Rose is just coming into his own.
He’s been given the keys to the team and is the unquestioned leader and number one option.
Adding James to the mix would have stripped Rose of both.
Sure, Rose is flourishing on the Bulls’ current roster and their fast paced, inside-out system which is based almost entirely around him, but it's doubtful that he could have reached such a comfort level or became anywhere near as productive with another ball dominant, scoring and passing threat like James.
In the Heat’s recent game against the Cavaliers on Thursday night, Wade seemed to garner the bulk of his points and assists on the fast break.
Though Rose’s similar skill set suggest he could do the same, there’s no question that being exclusively relegated to doing so would have stunted his growth.
One of the key reasons the Heat were able to avoid panicking during their embarrassing 9-8 start to the season was that players of James and Wade’s immense talents will find common ground eventually.
You wouldn’t have been able to say the same for the Rose just yet.
A newborn baby is the pride and joy of its parents and can do no wrong. At least for the first year or so.
Did he vomit on your freshly ironed white collar shirt? No problem. Get a new one.
Did he knock over his baby food onto your freshly mopped tile floor? Oh well.
Did he crap his diapers in the backseat of your car on a long trip? Time to pull over and fix him.
This is the luxury babies are afforded. They’re too cute to be mad at and they just don’t know any better.
Really, it’s the same principle in the NBA.
Kevin Durant only shot 35% from the floor in his first playoff series? Give him a break, that was his first rodeo.
Blake Griffin, despite his stellar play, can’t elevate the Clippers past the worst record in the NBA (4-15)? He’s a rookie, and a Clipper at that, what do you expect?
The Rose era Bulls haven’t won a single playoff series yet? The era hasn’t even seen the end of its third season. Give it time.
What happens when your four month old becomes a four year old?
Well then, if he intentionally knocks his spaghetti on the floor you warn him not to do it again and you make him clean up after himself.
When he needs to use the bathroom you point him to the nearest potty.
If he yells and acts up in public, well, you spank his ass.
What’s the NBA translation?
Well, if Durant goes another couple of seasons without a ring, he’ll be dismissed as a post-season choker.
If in that time frame Derrick Rose doesn’t win a playoff series, he’ll be a Robin in need of a Batman.
If Griffin doesn’t achieve success by then… people will probably sympathize with the fact he’s with the Clippers, but that’s beside the point.
Expectations in Chi Town are as high as they’ve been in the 2000’s and for good reason. This is the most talented roster the Bulls have had since then.
Everyone loves a young team when they’re first starting out. They have no real expectations and any success they do achieve is just gravy.
Once they get a bit older, things change, perceptions quickly worsen and expectations grow.
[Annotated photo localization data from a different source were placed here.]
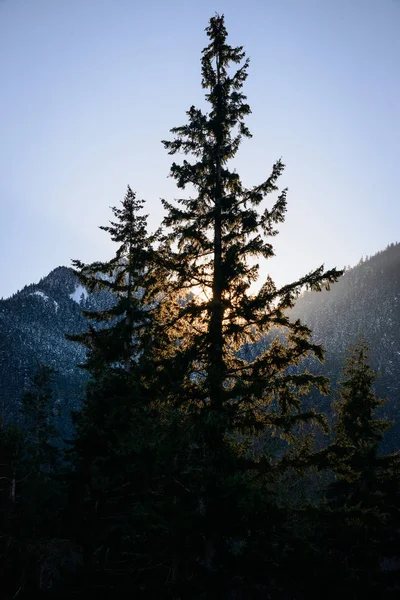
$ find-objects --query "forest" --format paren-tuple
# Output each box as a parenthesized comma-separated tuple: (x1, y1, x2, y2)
(1, 15, 399, 600)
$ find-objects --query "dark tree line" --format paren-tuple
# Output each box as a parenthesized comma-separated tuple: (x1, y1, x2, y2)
(1, 15, 399, 600)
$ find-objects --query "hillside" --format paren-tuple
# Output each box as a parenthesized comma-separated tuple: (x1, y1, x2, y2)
(291, 242, 400, 450)
(0, 266, 113, 436)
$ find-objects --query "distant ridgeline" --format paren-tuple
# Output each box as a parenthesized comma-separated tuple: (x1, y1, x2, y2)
(1, 243, 400, 449)
(0, 266, 115, 438)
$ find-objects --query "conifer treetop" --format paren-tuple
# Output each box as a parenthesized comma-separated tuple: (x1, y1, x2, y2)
(68, 186, 160, 374)
(335, 340, 391, 452)
(161, 13, 342, 344)
(159, 14, 343, 440)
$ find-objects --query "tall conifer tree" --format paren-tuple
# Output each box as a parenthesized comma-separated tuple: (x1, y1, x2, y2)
(158, 13, 343, 596)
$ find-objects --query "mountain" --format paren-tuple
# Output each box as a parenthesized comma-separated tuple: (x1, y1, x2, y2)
(0, 266, 113, 437)
(1, 243, 400, 449)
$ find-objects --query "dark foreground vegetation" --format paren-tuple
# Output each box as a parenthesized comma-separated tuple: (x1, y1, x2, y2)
(1, 15, 399, 599)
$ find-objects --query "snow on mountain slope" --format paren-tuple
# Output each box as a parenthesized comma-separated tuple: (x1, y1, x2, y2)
(29, 290, 59, 312)
(69, 285, 89, 304)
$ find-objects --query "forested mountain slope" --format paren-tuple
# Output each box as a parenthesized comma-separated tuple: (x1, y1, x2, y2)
(290, 242, 400, 450)
(0, 266, 113, 434)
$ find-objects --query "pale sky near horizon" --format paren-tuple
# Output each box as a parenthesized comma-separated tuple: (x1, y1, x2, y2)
(1, 0, 399, 299)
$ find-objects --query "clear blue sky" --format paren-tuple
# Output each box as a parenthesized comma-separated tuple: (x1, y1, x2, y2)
(1, 0, 399, 298)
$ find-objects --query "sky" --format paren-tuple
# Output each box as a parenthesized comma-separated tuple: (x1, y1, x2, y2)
(1, 0, 399, 299)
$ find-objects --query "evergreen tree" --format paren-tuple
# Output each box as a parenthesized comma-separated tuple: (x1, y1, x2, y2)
(70, 185, 158, 374)
(0, 423, 28, 599)
(67, 186, 161, 457)
(65, 187, 171, 597)
(156, 13, 343, 597)
(335, 340, 390, 455)
(0, 365, 53, 524)
(18, 363, 61, 539)
(318, 342, 400, 597)
(328, 341, 396, 508)
(0, 367, 63, 599)
(20, 363, 58, 471)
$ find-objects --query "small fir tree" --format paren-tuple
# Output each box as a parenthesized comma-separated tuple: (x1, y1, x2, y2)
(335, 341, 390, 456)
(319, 342, 400, 597)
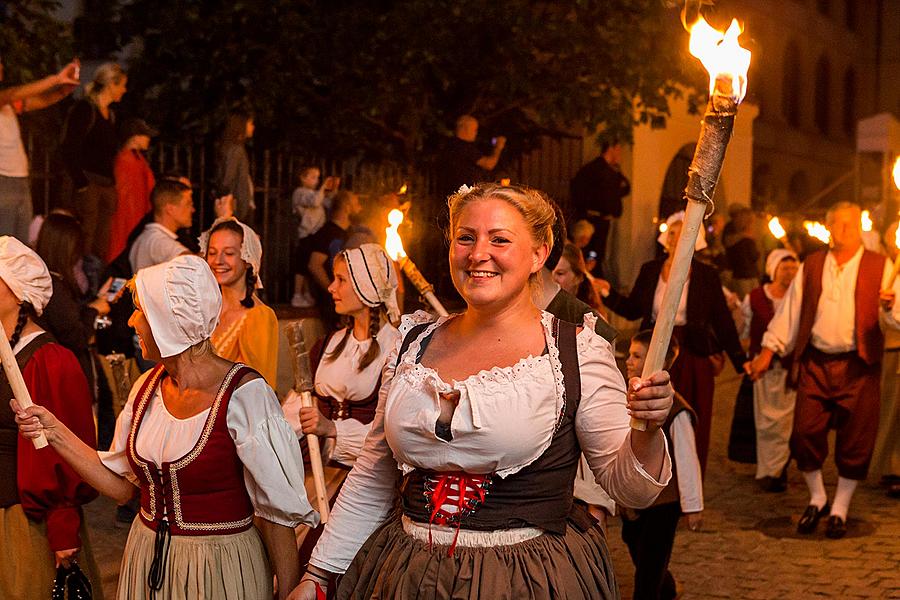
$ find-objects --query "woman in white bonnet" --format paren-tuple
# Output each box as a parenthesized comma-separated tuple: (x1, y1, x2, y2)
(0, 236, 102, 598)
(201, 216, 279, 386)
(14, 254, 318, 599)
The Bulls have the entire city of Chicago behind them now, as they should, but they need to realize that windows of opportunity don’t last forever.
But with the exponential growth we’ve seen from Rose and Noah, it shouldn’t have to.
Its unfair to expect more than a single playoff series win now, but sooner rather than later, this Bulls team should be goal-oriented towards playing in June.